A new strain of British genetically modified potato appears immune to the devastating fungus responsible for the great Irish famine of 1845, research has shown.
Late blight, caused by the organism Phytophthora infestans, remains the potato farmer's greatest enemy to this day.
The Irish potato famine of 1845 was a disaster for the poorer people of Ireland who depended on potatoes for food and income.
Over the following 10 years, more than 750,000 Irish men, women and children died and another two million left their homeland, with hundreds of thousands moving to the Glasgow area. Within five years of the famine, the Irish population was reduced by a quarter.
Glasgow city council has agreed to create a memorial in a city park to mark their arrival and plans are now under consideration.
Each year UK farmers spend around £60 million keeping the infection at bay with pesticides. In a bad year, losses and control measures combined can account for half the total cost of growing potatoes.
In the latest of a series of field trials, conducted in 2012, the fungus was unable to break down the defences of any of the GM potatoes.
Non-modified plants grown at the trial site were all infected after being denied protection from chemicals.
However, no-one can say at this stage how long the GM strain will hold out against blight, which is notorious for its ability to overcome resistance.
Scientists are now conducting further research aimed at identifying multiple resistance genes that will thwart future blight attacks.
"Breeding from wild relatives is laborious and slow and by the time a gene is successfully introduced into a cultivated variety, the late blight pathogen may already have evolved the ability to overcome it," said lead scientist Professor Jonathan Jones, from The Sainsbury Laboratory.
"With new insights into both the pathogen and its potato host, we can use GM technology to tip the evolutionary balance in favour of potatoes and against late blight."
Prof Huw Jones, head of the Cereal Transformation Lab, at the Rothamsted Research institute in Edinburgh, said: "Potato breeding is exquisitely difficult and moving disease-resistance from a wild relative to a commercial line by GM is a great way of overcoming these obstacles.
"Obviously a risk assessment is needed before these can be marketed but this is a great example of publicly-funded plant science with a real benefit to UK farming."
Because of late blight, potatoes are one of the crops most affected by chemical pesticides. In northern Europe, farmers typically spray a potato crop 10 to 15 times - even as many as 25 times in a bad year.
The new research, which focused on Desiree potatoes, addressed the problem of reinforcing blight resistance while maintaining crop characteristics pleasing to producers and consumers.
The aim was to produce a crop that could fight off blight without the aid of chemicals.
During three years of trials, the scientists grew potatoes containing a gene from a super-resistant wild strain from South America.
Normal cultivated potatoes naturally possess around 750 resistance genes, but in most varieties late blight is able to evade them.
The trials, managed by The Sainsbury Laboratory, took place at the John Innes Centre plant research institute in Norwich.
In 2012 the researchers took advantage of a year with ideal conditions for late blight. Instead of inoculating the plants, the scientists waited for them to be infected naturally by spores blowing on the wind.

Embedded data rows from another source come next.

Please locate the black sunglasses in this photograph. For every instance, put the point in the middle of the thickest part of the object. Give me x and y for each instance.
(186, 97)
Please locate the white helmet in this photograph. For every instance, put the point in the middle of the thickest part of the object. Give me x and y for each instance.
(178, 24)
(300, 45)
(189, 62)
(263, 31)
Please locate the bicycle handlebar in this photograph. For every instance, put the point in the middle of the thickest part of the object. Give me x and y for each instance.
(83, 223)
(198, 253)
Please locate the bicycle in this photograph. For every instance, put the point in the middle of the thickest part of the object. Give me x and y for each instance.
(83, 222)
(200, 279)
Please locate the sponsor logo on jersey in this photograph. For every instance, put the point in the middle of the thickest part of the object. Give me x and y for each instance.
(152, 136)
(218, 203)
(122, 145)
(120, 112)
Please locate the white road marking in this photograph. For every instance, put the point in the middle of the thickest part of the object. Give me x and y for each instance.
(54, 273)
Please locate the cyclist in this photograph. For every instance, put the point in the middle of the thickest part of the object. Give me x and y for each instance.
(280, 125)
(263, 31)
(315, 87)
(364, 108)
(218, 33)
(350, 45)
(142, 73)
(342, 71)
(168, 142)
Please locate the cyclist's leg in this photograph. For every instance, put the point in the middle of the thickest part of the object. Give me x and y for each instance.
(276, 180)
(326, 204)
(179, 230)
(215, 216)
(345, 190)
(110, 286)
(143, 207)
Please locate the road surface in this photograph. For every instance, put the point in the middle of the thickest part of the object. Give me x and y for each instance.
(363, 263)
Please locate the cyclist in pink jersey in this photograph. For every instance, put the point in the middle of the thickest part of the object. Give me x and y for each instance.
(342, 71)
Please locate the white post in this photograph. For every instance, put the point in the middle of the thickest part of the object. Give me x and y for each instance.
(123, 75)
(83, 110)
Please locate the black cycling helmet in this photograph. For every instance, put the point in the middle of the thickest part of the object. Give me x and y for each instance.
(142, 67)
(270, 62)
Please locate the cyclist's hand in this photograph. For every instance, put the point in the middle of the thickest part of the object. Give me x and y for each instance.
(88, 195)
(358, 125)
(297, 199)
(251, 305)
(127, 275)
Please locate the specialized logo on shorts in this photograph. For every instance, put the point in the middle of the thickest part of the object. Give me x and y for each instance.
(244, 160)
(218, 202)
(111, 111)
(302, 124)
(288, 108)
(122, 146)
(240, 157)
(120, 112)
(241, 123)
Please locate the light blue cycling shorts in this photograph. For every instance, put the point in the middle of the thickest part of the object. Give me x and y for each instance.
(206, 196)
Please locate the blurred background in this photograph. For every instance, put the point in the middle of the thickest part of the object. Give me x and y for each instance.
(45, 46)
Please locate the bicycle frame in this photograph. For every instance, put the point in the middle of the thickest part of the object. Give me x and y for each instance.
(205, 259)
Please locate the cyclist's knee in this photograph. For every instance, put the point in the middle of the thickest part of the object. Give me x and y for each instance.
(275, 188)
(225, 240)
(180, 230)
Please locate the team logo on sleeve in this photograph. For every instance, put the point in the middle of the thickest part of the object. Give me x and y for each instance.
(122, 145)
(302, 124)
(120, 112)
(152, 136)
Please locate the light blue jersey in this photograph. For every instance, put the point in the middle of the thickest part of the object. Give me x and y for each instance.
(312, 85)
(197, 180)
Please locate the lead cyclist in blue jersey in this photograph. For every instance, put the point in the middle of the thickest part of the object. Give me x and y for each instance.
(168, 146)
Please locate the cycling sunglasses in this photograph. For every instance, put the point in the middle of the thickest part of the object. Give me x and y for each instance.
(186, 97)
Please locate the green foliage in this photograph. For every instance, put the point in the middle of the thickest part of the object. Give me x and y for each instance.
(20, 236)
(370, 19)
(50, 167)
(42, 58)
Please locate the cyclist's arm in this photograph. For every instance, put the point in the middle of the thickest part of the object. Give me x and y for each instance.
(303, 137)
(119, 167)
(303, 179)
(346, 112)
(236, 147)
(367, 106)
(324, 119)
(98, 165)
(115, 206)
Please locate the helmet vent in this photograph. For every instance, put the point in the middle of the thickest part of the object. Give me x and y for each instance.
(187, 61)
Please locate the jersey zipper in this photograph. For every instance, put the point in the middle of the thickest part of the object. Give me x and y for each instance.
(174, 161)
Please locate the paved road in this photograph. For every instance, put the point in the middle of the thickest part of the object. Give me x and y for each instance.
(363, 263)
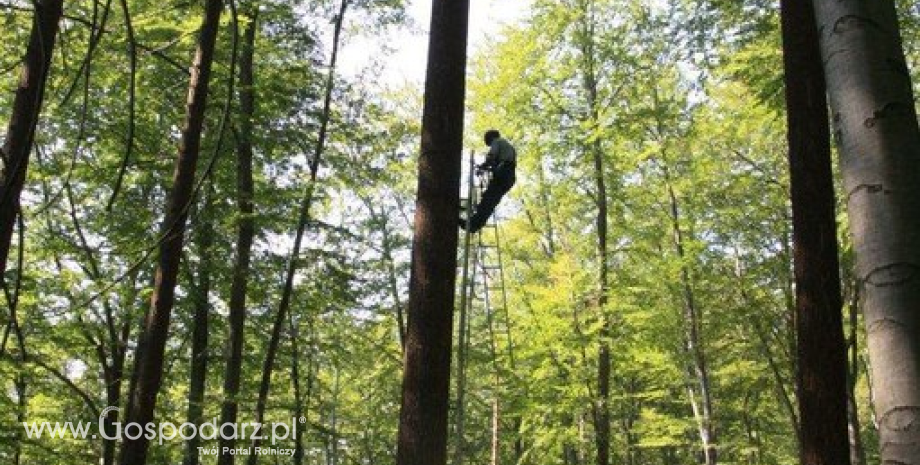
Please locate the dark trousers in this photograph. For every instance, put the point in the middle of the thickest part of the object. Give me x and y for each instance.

By early August, 100% of the non-GM potatoes in the study were infected. In contrast, all the GM plants maintained full resistance against the pest until the end of the experiment.
The GM plants also produced a much greater potato yield. Tubers from each block of 16 GM plants weighed in at between six and 13 kilograms (13 - 28 pounds) compared with 1.6 - five kilograms (3.5 - 11 pounds) for non-GM plants.
Results from the trials, funded by the Biotechnology and Biological Sciences Research Council and The Gatsby Foundation, appear In the journal Philosophical Transactions of the Royal Society B.
The new hunt for multiple resistance genes is a joint project between the UK researchers and American company Simplot.
Prof Ian Crute, from the Agriculture and Horticulture Development Board, which promotes competitive farming, said: "It was here in Britain, over 170 years ago, that the science of plant pathology was born when this dreadful affliction of potatoes led to the discovery that severe crop loss could result from infectious disease.
"The fight against blight has been raging ever since. Now finally, we have the knowledge and technology to stack the odds in our favour. Surely, we must ensure that this scientific advance is exploited swiftly and not left on the shelf unexploited."